The false representation of New Jersey residence allowed Hanover to rescind the Association policy. The Act is a New Jersey oriented insurance program. Not only does it limit policies to those domiciled in New Jersey, but it provides income from New Jersey sources to assure the Association will be a no-loss operation. N.J.S.A. 17:30E-3e, -4, -8a. In fact, one source of Association income, the residual market equalization charge, is a levy on New Jersey insureds. Under such a blueprint, the advantageous coverage benefits of the Act cannot inure to a non-resident under any circumstances.

The trial judge, in ruling Hanover could readjust the premiums, misconstrued the role of the servicing carrier.[2] Hanover had no contractual liability under the policy. The servicing carrier is not the provider of the insurance. The Association is the insurer with the policy issued in the name of the servicing carrier. N.J.S.A. 17:30E-7e. The servicing carrier is nothing more than an agent for the Association. It is paid for its services, N.J.S.A. 17:30E-7j, but not liable for claims or policies written by the Association. N.J.S.A. 17:30E-7e. Moreover, the servicing carrier does not set the rates. The Association sets the rates pursuant to N.J.S.A. 17:30E-13. Thus, Hanover had no responsibility under the Act to increase the premium and be the insurer on the policy. Its recourse, on learning of plaintiff's New York residency, was to rescind the policy.

*116 Nonetheless, plaintiff argues the holding in Fillippello v. Allstate Ins. Co., 172 N.J. Super. 249 (App.Div. 1979), supports the trial judge's ruling. We find Fillippello inapposite. It does not deal with a policy issued pursuant to the Act. Moreover, here we are not dealing with benefits payable to an innocent third party as was the situation in Fillippello. See id. at 257. More significantly, in Fillippello, Allstate did not reserve the right to cancel the policy in the event the insured provided misleading information, but merely reserved the right to adjust the premium. Id. at 256. Here, the policy had no similar limitation. In fact, the application contained a provision wherein plaintiff agreed the policy could be cancelled if he provided any "misleading information."
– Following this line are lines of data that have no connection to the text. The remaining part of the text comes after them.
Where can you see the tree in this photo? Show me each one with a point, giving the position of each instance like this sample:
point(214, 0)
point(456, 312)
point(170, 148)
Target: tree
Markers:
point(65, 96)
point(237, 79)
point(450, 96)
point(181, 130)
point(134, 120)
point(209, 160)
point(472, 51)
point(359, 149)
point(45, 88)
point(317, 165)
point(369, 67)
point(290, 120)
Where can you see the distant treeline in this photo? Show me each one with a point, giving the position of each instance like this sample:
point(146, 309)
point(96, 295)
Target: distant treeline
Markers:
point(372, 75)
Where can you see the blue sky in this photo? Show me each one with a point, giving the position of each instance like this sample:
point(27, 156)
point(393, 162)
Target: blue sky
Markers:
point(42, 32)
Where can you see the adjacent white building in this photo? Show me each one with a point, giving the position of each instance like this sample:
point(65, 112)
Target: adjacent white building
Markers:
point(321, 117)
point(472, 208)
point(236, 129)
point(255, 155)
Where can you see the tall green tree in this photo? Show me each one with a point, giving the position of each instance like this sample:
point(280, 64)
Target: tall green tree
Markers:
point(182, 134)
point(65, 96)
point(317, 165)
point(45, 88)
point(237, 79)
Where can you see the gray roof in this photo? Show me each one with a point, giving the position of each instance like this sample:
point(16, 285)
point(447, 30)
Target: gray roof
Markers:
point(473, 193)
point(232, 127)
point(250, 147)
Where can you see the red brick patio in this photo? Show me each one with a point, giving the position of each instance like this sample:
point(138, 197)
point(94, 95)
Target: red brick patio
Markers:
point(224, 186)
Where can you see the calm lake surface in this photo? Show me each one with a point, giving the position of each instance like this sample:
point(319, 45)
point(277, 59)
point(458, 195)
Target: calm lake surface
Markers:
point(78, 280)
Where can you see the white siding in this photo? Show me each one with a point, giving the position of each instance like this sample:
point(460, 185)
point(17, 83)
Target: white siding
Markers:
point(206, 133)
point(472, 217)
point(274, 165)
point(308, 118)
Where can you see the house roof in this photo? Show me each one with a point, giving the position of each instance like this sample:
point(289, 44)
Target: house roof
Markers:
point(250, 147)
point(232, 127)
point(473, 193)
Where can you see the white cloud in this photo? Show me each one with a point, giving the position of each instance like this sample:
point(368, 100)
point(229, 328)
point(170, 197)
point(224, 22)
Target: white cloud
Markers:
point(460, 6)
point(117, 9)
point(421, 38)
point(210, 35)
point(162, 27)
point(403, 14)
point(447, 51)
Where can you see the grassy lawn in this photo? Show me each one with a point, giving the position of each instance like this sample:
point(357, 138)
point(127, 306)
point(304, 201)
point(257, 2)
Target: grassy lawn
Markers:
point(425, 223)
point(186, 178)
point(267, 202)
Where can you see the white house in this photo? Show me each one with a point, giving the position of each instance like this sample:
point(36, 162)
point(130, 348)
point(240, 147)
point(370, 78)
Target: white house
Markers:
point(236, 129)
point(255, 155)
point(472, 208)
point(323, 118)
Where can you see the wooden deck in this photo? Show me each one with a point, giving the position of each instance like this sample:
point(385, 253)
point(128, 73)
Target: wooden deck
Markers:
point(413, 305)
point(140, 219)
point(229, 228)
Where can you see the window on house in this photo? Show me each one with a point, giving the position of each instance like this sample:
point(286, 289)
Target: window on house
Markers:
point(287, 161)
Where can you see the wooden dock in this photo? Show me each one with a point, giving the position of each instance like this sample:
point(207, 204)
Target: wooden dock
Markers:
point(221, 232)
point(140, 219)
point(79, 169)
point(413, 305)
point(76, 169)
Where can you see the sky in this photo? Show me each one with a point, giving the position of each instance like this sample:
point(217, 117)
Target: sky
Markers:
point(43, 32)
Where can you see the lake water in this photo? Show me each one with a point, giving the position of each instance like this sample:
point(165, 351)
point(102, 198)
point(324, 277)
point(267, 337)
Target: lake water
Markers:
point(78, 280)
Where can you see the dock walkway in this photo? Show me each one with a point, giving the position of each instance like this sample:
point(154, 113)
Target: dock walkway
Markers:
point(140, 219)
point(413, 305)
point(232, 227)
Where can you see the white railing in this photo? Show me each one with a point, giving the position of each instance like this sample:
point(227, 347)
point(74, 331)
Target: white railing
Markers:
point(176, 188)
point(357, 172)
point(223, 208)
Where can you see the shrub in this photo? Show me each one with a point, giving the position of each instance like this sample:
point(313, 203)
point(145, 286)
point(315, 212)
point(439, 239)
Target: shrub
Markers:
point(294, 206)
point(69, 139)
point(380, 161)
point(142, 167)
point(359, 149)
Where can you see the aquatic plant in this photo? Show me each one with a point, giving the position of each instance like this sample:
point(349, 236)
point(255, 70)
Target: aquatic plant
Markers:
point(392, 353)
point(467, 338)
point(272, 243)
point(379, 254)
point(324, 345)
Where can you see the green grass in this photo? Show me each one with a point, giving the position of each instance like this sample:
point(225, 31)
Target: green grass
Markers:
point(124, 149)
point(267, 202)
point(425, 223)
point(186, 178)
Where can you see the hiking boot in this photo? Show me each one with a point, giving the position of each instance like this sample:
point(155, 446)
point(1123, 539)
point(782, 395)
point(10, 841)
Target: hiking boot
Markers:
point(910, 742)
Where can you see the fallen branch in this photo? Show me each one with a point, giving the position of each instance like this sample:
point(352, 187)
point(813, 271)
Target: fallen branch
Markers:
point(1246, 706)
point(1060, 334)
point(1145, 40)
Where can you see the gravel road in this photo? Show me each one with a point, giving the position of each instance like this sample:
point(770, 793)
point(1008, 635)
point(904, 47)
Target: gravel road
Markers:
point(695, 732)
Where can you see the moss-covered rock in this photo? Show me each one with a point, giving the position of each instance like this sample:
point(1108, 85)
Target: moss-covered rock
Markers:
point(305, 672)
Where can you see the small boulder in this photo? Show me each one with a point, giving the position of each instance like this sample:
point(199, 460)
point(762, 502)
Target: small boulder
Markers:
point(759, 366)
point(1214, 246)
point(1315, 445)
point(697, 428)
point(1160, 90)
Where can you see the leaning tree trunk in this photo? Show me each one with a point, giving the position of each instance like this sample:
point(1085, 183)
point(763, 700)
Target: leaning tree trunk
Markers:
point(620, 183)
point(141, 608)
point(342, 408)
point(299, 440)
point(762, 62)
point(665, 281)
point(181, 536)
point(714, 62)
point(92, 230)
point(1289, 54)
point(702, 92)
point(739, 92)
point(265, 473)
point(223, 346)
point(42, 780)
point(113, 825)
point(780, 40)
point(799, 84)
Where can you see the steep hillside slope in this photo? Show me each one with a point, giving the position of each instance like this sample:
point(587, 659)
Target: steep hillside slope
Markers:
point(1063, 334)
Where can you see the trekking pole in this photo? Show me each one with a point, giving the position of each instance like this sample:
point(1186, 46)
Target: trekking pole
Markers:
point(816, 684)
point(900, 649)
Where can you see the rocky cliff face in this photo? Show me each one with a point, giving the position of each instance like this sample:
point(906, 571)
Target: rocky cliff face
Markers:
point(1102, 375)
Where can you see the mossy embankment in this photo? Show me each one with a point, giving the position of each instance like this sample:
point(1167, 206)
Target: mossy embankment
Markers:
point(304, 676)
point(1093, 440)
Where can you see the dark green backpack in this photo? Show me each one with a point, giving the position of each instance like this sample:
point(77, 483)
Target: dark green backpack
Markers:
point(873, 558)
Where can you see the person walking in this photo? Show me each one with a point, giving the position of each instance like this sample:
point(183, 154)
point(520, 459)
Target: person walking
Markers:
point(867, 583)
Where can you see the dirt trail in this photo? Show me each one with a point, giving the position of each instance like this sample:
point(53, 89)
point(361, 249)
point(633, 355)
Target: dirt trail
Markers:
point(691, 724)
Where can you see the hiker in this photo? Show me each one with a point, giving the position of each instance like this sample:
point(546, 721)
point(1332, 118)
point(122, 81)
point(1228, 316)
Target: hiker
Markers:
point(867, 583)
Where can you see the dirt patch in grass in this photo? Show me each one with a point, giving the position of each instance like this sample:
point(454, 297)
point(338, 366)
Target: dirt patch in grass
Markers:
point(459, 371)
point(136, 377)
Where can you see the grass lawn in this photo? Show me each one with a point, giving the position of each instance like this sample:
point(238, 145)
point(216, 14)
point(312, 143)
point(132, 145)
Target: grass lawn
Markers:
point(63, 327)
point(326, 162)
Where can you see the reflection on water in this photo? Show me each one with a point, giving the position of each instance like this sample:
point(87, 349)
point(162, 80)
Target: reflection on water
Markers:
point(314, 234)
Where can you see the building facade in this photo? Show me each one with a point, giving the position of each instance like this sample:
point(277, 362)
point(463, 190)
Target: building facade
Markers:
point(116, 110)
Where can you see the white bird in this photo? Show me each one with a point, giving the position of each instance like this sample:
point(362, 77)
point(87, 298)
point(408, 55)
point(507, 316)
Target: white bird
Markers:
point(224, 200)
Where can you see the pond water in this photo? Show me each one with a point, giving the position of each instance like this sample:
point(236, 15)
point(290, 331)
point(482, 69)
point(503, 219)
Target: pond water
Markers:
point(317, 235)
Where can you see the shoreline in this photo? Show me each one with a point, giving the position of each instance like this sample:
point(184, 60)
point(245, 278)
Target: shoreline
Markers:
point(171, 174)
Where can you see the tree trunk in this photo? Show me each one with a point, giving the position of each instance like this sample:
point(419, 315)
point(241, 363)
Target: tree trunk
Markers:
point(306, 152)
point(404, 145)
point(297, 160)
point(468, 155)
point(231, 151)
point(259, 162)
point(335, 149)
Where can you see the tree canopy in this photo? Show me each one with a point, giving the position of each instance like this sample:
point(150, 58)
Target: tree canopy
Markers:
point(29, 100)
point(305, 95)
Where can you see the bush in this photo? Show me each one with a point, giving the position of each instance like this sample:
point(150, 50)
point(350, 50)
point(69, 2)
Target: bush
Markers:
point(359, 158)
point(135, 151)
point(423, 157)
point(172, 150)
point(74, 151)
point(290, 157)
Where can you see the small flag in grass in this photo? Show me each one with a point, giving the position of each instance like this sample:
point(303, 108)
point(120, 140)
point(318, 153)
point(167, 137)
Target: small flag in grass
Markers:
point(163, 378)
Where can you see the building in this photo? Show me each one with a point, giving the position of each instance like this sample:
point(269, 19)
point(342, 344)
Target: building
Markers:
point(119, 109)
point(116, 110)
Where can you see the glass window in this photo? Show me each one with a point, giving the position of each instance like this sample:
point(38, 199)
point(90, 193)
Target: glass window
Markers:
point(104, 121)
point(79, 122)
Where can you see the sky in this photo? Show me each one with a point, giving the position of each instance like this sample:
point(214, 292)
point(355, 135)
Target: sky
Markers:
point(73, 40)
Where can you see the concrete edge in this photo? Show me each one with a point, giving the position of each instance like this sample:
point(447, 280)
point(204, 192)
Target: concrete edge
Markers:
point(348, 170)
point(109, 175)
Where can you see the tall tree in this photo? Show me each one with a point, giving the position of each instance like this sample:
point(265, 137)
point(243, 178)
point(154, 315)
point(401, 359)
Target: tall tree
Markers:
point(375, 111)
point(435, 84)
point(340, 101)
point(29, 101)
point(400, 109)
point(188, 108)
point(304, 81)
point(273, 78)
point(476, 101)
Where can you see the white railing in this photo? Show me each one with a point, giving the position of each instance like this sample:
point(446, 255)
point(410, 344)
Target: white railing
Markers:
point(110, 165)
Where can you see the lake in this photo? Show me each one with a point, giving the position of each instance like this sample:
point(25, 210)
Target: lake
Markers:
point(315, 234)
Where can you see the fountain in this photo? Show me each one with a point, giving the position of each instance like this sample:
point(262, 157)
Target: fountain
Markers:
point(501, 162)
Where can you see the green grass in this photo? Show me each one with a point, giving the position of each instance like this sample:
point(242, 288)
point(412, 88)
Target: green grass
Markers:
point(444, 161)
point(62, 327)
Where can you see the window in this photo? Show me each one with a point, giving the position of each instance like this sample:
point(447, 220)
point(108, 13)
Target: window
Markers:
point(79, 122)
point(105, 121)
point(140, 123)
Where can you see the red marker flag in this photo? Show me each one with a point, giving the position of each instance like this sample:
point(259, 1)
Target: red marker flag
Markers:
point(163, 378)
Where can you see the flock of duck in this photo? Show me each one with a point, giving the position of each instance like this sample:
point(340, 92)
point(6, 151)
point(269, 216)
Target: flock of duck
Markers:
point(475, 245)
In sum, when a servicing carrier issues a policy on behalf of the Association pursuant to N.J.S.A. 17:30E-1 et seq., and the carrier later learns the insured is not domiciled in New Jersey, the carrier may rescind the policy and rebate the paid premium.

Reversed and remanded for entry of judgment in favor of defendants.

NOTES

[1] Under N.J.S.A. 17:30E-7e, the servicing carrier has no liability for claims under Association policies. That section of the Act provides servicing carriers, as agents of the Association, shall have no individual liability for claims or policies written by the Association. Accordingly, only the Association is subject to judgments arising from claims on Association policies issued by a servicing carrier.

[2] The judge correctly recognized the Association could issue policies only in New Jersey.